Uno se tronó los nudillos ruidosamente pop, pop, pop, mientras otro giró el cuello hasta que produjo un chasquido agudo. El sonido resonó en el silencioso estacionamiento.
Al ver a Oliver parado allí sin un ápice de miedo en sus ojos, la sonrisa burlona del jefe vaciló por un breve momento.
Luego dio un paso atrás.
Había esperado súplicas, esperaba que Oliver cayera de rodillas e implorara clemencia, tal vez incluso intentara negociar para salir de lo que se avecinaba. En cambio, lo que tenía ante él era desafío, calma, firme e irritante.
El jefe exhaló bruscamente por la nariz, la decepción convirtiéndose en ira.
«Así que es cierto», pensó con amargura. «Tal como dijo su hermano. Orgulloso. Arrogante. Siempre comportándose como si fuera intocable».
Los dedos del jefe se crisparon a su lado, cerrándose en un puño. —¿Crees que eres mejor que nosotros, eh? —murmuró, con voz baja y peligrosa. Luego, más alto, para que todos lo escucharan:
— Bien. Sin piedad. Exactamente como se solicitó. Rómpanlo. Asegúrense de que aprenda que, la próxima vez, cuando alguien superior hable, él cierre la boca.

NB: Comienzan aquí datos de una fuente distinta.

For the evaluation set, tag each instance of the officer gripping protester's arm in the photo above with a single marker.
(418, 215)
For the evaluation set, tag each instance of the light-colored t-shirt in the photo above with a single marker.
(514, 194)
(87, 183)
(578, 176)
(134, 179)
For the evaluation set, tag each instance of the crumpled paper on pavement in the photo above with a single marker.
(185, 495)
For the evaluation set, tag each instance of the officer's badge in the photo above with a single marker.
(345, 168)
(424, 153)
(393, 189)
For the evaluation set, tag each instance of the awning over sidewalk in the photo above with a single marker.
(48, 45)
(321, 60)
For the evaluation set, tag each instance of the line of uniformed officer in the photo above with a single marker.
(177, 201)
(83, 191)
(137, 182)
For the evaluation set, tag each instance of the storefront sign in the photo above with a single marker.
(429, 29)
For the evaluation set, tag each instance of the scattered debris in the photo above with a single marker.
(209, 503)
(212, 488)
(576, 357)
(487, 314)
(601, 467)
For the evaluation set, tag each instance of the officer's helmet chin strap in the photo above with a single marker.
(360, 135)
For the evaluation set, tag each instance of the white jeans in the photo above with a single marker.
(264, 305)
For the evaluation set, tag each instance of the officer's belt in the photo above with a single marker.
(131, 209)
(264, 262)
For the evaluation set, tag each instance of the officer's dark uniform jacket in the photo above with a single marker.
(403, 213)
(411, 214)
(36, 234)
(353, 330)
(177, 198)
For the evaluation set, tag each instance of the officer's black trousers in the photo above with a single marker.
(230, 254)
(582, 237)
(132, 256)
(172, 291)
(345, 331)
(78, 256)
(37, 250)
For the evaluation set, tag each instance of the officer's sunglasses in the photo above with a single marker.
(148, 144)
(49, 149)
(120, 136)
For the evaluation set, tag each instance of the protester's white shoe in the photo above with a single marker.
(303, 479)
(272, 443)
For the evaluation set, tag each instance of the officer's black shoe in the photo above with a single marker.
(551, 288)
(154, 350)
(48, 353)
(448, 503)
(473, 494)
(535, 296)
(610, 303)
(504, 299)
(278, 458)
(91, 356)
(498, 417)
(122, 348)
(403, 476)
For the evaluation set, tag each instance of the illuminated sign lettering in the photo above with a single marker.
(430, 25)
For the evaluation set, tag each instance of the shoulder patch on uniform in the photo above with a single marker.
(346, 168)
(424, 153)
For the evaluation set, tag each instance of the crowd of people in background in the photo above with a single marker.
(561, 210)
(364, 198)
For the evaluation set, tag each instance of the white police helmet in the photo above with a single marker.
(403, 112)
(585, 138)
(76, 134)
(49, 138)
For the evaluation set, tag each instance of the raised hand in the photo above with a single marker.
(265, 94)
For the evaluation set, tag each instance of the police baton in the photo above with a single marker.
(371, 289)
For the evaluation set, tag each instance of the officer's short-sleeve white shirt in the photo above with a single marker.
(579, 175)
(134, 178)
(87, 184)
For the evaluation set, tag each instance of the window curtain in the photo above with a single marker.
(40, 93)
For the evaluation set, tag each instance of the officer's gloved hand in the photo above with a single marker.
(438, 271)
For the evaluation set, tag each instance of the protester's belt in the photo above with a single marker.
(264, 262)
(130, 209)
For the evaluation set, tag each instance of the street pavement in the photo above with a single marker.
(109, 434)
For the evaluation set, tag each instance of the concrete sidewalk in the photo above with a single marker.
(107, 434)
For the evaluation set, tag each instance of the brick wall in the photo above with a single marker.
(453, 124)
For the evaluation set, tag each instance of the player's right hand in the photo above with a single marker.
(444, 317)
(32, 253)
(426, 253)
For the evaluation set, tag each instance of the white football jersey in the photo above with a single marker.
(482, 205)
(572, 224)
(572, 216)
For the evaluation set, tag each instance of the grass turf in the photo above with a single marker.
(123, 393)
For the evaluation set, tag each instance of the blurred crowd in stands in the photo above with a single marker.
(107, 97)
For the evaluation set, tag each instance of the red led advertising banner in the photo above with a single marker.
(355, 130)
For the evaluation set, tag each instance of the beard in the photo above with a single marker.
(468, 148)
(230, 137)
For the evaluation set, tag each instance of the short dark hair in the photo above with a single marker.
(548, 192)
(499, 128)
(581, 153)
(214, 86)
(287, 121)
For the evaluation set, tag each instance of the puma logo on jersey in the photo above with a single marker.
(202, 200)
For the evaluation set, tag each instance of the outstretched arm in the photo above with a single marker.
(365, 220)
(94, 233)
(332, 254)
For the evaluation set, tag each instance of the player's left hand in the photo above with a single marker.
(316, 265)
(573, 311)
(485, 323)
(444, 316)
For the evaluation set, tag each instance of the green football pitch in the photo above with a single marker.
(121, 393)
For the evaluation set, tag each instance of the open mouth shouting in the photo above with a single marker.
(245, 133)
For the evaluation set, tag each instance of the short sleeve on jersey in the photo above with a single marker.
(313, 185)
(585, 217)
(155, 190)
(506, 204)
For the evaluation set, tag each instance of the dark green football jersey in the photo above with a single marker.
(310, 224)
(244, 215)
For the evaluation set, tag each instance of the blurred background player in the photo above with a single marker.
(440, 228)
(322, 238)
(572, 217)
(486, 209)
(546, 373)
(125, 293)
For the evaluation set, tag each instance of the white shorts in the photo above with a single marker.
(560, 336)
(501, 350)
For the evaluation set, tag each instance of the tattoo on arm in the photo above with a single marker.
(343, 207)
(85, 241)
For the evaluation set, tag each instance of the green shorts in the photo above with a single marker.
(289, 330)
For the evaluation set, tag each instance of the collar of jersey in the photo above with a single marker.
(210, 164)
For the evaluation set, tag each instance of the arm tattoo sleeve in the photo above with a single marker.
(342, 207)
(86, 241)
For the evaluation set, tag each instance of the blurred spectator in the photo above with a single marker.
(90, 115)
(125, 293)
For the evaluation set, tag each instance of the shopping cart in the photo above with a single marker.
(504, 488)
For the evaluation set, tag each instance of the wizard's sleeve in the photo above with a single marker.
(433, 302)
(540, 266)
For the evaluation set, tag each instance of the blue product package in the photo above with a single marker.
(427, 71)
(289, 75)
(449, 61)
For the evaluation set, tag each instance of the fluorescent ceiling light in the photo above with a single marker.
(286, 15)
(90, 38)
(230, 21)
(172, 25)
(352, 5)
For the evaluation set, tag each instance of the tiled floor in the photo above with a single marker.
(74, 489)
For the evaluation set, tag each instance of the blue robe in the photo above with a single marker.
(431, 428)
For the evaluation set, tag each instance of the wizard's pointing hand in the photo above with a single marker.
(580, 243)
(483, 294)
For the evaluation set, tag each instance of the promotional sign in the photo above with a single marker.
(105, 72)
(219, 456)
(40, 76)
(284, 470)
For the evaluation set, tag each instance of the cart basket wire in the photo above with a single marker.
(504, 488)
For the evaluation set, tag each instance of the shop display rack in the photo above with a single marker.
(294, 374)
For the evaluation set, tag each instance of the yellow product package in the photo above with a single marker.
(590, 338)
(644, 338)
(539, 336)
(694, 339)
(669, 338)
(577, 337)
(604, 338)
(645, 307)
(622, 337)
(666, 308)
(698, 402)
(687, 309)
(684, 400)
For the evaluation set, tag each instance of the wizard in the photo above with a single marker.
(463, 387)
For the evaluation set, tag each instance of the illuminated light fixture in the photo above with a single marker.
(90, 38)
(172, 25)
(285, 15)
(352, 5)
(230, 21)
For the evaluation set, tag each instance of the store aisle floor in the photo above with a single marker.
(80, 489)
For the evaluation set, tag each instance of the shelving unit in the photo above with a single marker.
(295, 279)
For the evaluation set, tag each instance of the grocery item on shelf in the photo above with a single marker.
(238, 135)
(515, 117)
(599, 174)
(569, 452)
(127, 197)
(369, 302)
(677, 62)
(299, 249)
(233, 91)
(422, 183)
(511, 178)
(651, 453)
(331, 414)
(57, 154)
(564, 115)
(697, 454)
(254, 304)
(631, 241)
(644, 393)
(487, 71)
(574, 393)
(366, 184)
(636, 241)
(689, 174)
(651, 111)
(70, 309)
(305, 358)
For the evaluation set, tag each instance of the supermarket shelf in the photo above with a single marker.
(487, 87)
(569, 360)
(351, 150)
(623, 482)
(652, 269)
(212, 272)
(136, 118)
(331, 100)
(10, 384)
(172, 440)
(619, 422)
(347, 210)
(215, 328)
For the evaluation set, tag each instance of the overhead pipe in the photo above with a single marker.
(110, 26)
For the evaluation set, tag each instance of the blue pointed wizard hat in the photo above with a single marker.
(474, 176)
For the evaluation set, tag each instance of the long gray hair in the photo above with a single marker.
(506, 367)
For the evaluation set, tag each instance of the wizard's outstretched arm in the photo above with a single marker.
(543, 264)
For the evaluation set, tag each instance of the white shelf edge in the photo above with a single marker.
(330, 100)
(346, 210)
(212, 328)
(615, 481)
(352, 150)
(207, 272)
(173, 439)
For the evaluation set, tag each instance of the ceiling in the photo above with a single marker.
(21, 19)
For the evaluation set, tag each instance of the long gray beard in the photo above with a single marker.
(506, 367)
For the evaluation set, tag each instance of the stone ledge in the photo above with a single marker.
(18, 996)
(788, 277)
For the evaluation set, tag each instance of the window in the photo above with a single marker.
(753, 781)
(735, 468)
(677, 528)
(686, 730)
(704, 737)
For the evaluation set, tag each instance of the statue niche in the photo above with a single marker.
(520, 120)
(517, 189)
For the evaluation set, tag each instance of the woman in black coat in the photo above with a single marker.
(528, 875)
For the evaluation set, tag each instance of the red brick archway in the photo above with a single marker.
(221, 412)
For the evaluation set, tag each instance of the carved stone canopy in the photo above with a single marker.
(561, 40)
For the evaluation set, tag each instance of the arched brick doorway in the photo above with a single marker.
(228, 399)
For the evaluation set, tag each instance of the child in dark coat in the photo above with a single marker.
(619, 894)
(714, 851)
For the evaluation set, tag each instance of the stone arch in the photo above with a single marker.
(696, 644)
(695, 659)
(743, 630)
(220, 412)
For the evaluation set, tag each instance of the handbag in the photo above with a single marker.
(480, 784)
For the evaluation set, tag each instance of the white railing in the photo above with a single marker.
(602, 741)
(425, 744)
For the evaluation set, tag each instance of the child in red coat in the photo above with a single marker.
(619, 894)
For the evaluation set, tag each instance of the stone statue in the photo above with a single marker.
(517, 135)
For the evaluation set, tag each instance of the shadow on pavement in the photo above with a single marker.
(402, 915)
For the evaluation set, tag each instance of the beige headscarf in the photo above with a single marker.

Las palabras encendieron una chispa entre los hombres. Un gruñido colectivo de acuerdo retumbó mientras estrechaban su círculo, sus rostros endureciéndose, los músculos tensándose para el ataque.
—¡Háganlo! —ladró el jefe.
Uno de los hombres detrás de Oliver se abalanzó primero, tratando de tomarlo desprevenido con un golpe bajo a la parte posterior de la cabeza. Pero los reflejos de Oliver eran más agudos de lo que cualquiera de ellos anticipaba.
En un solo movimiento, dio un paso atrás, girando sobre su talón lo suficiente para que el golpe fallara por centímetros.
Inmediatamente su mano salió disparada, agarrando la muñeca del atacante en el aire, torciéndola con fuerza precisa.
Antes de que el hombre pudiera siquiera registrar lo que había sucedido, el puño de Oliver avanzó, una, dos, tres veces, golpes rápidos que impactaron en el estómago del hombre como un martillo. El atacante se dobló, ahogándose, con las rodillas cediendo.
Sin embargo, Oliver no dudó. Con precisión fluida, agarró al hombre por el frente de su camisa, tirando de él hacia adelante mientras su propio codo se levantaba y golpeaba el cuello del hombre en un solo movimiento brutal.
Inmediatamente un golpe seco y nauseabundo resonó en el estacionamiento.
El hombre retrocedió violentamente, jadeando por aire, con los ojos abiertos de shock y dolor mientras se desplomaba hacia el suelo.
En ese momento, sin una sola palabra, se derrumbó.